Alrighty, I stand corrected.
And no, that's not what Daisy was like in EA. There's an entire theory thread that occurred during EA that predicted Daisy was basically what the Guardian turned out being: a being trapped within the artifact helping the characters with the same power that allowed Gith to revolt against the mind flayers. The clues were all there, even in EA.
Well, I have read a lot on the matter over the years, kept up to date with datamines even and watched some vids and my original theory was that Daisy was a mental projection of the tadpole, or the Elder Brain trying to assert dominance, not... the Emperor. And I hear there were supposed to be cutscenes where the 'artefacts dweller' infiltrated some of those dreams and interacted with the PC using the same form as Daisy and it was supposed to be as if Daisy had a split personality (which in fact she kind of did... unless you weren't using illithid powers then you never got any dreams which was frankly a ridiculous oversight on Larian's part).
Also, that is why Orpheus out of nowhere mentions in the very ending 'stealing a githyanki egg' as one of our transgressions. Which is very likely a left over from some event from EA and a reason to dislike him on the spot, making us regret our decision of freeing him, making him look unreasonable to the player (and kind of proving Emperor's point).

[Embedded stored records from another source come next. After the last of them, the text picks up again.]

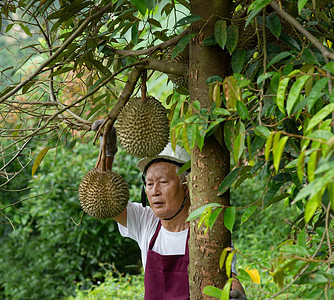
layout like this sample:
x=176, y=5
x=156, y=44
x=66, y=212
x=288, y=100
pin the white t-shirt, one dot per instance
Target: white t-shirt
x=141, y=226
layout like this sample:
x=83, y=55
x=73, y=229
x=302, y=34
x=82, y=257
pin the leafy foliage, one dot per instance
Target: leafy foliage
x=47, y=249
x=274, y=112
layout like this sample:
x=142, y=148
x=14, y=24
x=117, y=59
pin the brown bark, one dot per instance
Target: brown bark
x=212, y=164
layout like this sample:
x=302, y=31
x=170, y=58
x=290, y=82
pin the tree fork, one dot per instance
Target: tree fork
x=213, y=160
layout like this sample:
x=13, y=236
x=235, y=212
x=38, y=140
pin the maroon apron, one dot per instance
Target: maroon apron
x=166, y=276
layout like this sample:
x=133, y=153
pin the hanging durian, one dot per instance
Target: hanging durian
x=143, y=127
x=103, y=194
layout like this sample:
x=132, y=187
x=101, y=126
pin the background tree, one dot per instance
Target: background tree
x=257, y=83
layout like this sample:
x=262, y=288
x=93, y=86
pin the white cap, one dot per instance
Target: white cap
x=180, y=155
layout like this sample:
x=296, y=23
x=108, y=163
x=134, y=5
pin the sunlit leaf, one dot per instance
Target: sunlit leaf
x=301, y=4
x=226, y=290
x=278, y=58
x=187, y=20
x=212, y=291
x=238, y=60
x=311, y=206
x=254, y=275
x=280, y=99
x=262, y=131
x=247, y=213
x=39, y=159
x=221, y=33
x=199, y=211
x=320, y=115
x=295, y=92
x=242, y=110
x=232, y=37
x=279, y=151
x=274, y=24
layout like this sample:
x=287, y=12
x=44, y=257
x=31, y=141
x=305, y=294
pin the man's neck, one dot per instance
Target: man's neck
x=178, y=223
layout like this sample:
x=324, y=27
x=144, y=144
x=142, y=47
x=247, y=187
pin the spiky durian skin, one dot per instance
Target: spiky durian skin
x=143, y=127
x=103, y=194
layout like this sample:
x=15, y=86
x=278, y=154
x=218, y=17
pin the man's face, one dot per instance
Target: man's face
x=164, y=190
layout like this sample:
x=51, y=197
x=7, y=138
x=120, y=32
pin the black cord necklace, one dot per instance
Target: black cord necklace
x=182, y=205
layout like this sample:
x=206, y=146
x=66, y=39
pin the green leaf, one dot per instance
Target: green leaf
x=258, y=4
x=213, y=79
x=221, y=33
x=228, y=263
x=94, y=110
x=232, y=37
x=301, y=4
x=187, y=20
x=320, y=115
x=150, y=4
x=199, y=211
x=251, y=16
x=315, y=93
x=262, y=131
x=278, y=58
x=312, y=206
x=61, y=71
x=9, y=27
x=181, y=45
x=269, y=143
x=25, y=29
x=212, y=291
x=39, y=159
x=296, y=250
x=281, y=94
x=329, y=66
x=134, y=33
x=274, y=24
x=311, y=166
x=229, y=218
x=15, y=133
x=300, y=166
x=140, y=5
x=279, y=151
x=242, y=110
x=226, y=290
x=247, y=213
x=238, y=59
x=301, y=239
x=295, y=92
x=237, y=148
x=229, y=180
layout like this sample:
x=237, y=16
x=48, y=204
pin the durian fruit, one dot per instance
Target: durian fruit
x=103, y=194
x=143, y=127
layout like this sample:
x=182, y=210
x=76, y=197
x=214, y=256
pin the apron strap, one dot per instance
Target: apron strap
x=155, y=236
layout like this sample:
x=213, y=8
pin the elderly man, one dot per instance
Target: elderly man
x=161, y=230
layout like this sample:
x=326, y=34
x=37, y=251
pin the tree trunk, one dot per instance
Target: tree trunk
x=212, y=164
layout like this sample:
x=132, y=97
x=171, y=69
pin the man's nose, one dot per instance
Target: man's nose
x=156, y=189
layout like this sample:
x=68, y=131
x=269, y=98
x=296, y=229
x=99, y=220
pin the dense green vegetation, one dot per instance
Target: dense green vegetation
x=274, y=112
x=43, y=247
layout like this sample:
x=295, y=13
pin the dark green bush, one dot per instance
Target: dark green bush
x=48, y=253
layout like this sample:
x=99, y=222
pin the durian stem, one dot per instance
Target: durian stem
x=78, y=224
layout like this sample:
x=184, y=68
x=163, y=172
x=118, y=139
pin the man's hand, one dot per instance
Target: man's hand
x=111, y=148
x=236, y=295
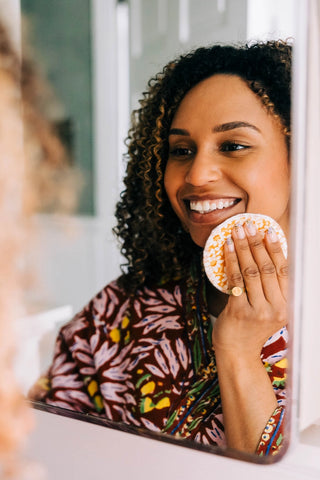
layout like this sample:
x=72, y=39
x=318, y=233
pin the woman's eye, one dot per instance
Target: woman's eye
x=233, y=147
x=181, y=152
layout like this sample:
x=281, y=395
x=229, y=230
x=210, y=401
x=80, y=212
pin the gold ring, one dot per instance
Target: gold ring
x=236, y=291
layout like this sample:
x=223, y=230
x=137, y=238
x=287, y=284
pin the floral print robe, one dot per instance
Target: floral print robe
x=147, y=360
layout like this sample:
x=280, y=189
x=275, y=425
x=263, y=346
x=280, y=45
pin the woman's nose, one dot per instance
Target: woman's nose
x=203, y=169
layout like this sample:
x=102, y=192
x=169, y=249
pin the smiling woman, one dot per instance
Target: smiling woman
x=160, y=347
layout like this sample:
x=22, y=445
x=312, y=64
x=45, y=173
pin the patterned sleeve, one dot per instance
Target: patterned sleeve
x=64, y=385
x=274, y=358
x=71, y=381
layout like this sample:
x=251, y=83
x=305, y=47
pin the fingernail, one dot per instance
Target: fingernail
x=272, y=235
x=250, y=226
x=240, y=231
x=230, y=244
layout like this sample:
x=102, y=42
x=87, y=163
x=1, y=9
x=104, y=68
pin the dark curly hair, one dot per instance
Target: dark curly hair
x=153, y=241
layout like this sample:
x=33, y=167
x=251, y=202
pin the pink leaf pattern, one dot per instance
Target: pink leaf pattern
x=147, y=361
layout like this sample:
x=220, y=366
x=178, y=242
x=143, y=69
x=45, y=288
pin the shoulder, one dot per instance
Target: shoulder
x=108, y=307
x=100, y=309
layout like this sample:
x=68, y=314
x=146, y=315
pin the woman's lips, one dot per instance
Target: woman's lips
x=210, y=211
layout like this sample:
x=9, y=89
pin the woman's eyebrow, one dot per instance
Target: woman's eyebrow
x=179, y=131
x=224, y=127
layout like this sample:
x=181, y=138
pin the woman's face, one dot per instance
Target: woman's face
x=227, y=155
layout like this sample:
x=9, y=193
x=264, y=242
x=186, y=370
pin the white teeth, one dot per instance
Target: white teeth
x=207, y=206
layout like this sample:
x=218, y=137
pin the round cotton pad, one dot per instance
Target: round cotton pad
x=213, y=254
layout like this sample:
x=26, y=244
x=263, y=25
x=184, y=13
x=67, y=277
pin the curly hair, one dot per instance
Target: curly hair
x=153, y=241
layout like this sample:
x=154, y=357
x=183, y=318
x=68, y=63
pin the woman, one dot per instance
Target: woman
x=161, y=347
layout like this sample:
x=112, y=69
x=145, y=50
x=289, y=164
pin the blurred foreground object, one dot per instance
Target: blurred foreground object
x=34, y=175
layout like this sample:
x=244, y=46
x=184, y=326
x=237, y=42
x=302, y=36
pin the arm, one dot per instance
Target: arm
x=247, y=394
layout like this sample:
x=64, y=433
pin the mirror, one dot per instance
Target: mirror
x=74, y=50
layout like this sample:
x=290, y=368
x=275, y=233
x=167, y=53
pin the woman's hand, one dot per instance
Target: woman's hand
x=250, y=319
x=245, y=324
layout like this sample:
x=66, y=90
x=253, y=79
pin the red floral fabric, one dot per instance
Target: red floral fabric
x=147, y=360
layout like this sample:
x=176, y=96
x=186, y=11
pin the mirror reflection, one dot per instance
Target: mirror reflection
x=168, y=346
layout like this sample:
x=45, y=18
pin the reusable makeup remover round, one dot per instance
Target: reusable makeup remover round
x=213, y=254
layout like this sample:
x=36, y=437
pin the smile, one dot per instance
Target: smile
x=207, y=206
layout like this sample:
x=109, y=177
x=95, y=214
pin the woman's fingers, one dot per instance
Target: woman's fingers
x=277, y=256
x=247, y=266
x=257, y=264
x=233, y=271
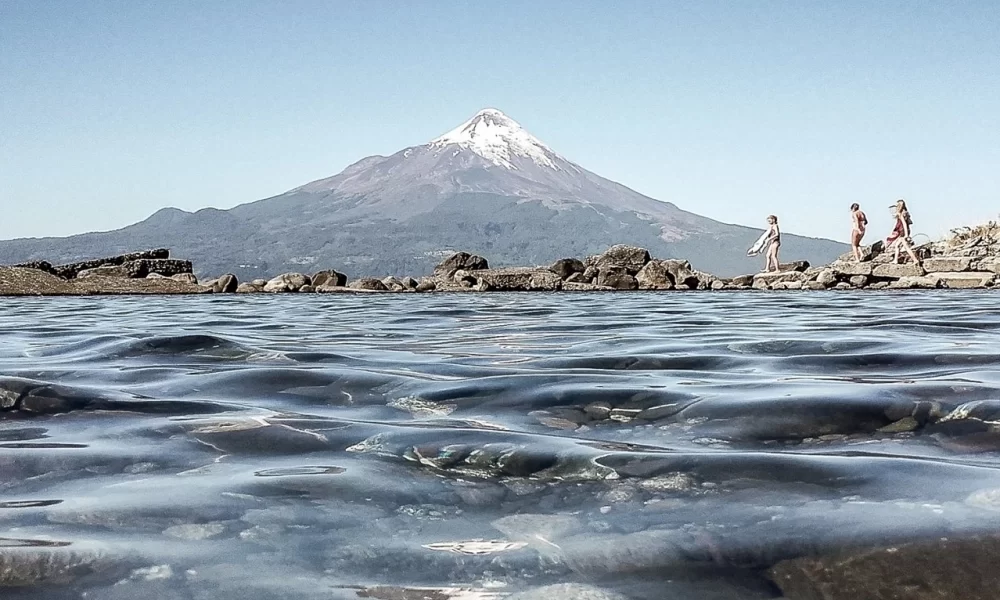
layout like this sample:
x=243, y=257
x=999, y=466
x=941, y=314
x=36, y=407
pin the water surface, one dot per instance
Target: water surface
x=484, y=446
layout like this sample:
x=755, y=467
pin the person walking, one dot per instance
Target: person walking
x=900, y=239
x=773, y=244
x=859, y=221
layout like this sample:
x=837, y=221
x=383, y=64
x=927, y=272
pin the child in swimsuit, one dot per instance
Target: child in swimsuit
x=859, y=221
x=774, y=234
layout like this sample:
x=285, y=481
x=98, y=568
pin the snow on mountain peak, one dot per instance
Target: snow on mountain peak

I stand by my post. I'm all for things that have story reasons attached to them, but all I hear is: "this is what I want." Ending with an assertion that Larian is creative enough to figure it out. I would argue in turn that Larian was creative enough to figure it out, which is why you currently don't have what you want.
Look, it's not about having what I want. Larian decided in the very last damn minute to drop their original ideas, erase Daisy and poorly insert the Emperor in with an extra 'power up consequence free tree' (this is what illithid powers are currently) only because their stats showed that people weren't using the powers cause Daisy was overtly, obviously evil (you can't tell me that the dream of burning BG is NOT evil). So they came up with a solution, make it all consequence-free (so people wouldn't complain on the forums I bet, 'oh no, why my friend has entirely different sets of choices compared to me?', 'oh no, my companions hate me cause I used these powers too much' I can already imagine all the threads).
You can't tell me that Larian couldn't have thought of better options to end the game, ask Omeluum for example? If we really need a MF, I'd rather have one that would sacrifice it's own life for someone they never met (Ravengard). But why do we need a MF to begin with? It's a problem Larian has presented themselves (ooh, a mere mortal cannot outthink a Karsus Crown imbued Elder Brain) meanwhile we've got a very ancient, rumored to be one of the most powerful psionics in the realms, powerful enough to disrupt illithd control - son of Gith, Orpheus. And yet, he also cannot overpower a Netherbrain, why not? The entire game you fight to not become a MF and yet in the very ending, no matter what you did, someone has to. And there should be a way, like people proposed where you don't succumb to the allure of illithidness, you don't need a MF.
Question: why do you get "resisting powers" for not using the tadpole? Why would that give you increased saving throws, bonuses to concentration, increased movement speed? None of that makes any sense to me. It's like, I'm not gonna use these tadpoles that change me... so I don't change. Period, right? That's the result of not changing yourself... that you don't change.
Look, you can throw those passives into the trash bin for all I care, what I liked is the concept of getting something defensive for resisting. I agree, those might not have been the best ideas in the world (cause like you said, it makes no sense to get that for resisting)
Heck you can make it a passive (or active, 1 per long rest, scaling, and the final version being one that buffs the entire group) resistance to psychic damage. That would make sense, right? Getting resistant to MF's most common damage type (kind of how githyanki/zerai evolved). The more you resist, the higher the resistance.
And to repeat the question I had in my previous post: if there are no consequences to not using the tadpoles, why do people not want to use the tadpoles? Because there are obviously consequences to using them.
Cause currently it's all mental gymnastics. Or RP choices. Mostly RP.
Sure, you get some little dialogue changes here and there, the only notable being the ability to say straight up no to the Emperor with no further checks when he offers us the Astral one. Wow, you have to pass a pretty difficult check to not get evolved? WOW, in a game where you can scumsave in the middle of a cutscene, come completely prepared for a difficult dialogue check (also, your tadpole powers can help pass it - hail favorable beginnings) and have 4 inspiration points for rerolls!
The consequence being that you have to spend some inspiration points? These aren't consequences. Not when it's so damn easy to get out of.
Not to mention you can just use every single illithid dialogue option in the game willy nilly (and it's pretty much impossible to fail them), tadpoles make the game a lot easier too. Sure, a lot of them are pure garbage, but there are some nice ones. By not using the tadpoles you make your game intentionally harder, And that is NOT a consequence.
You know what I call consequences? Permanent changes to your endings depending on your choices. BG2 did it perfectly. Use the evil route even once? Permanent change of your alignment to evil. That. Can. Never. Be. Repaired. Game endings stating that you fell to the allure of evil.
Having the evil ending slide played out.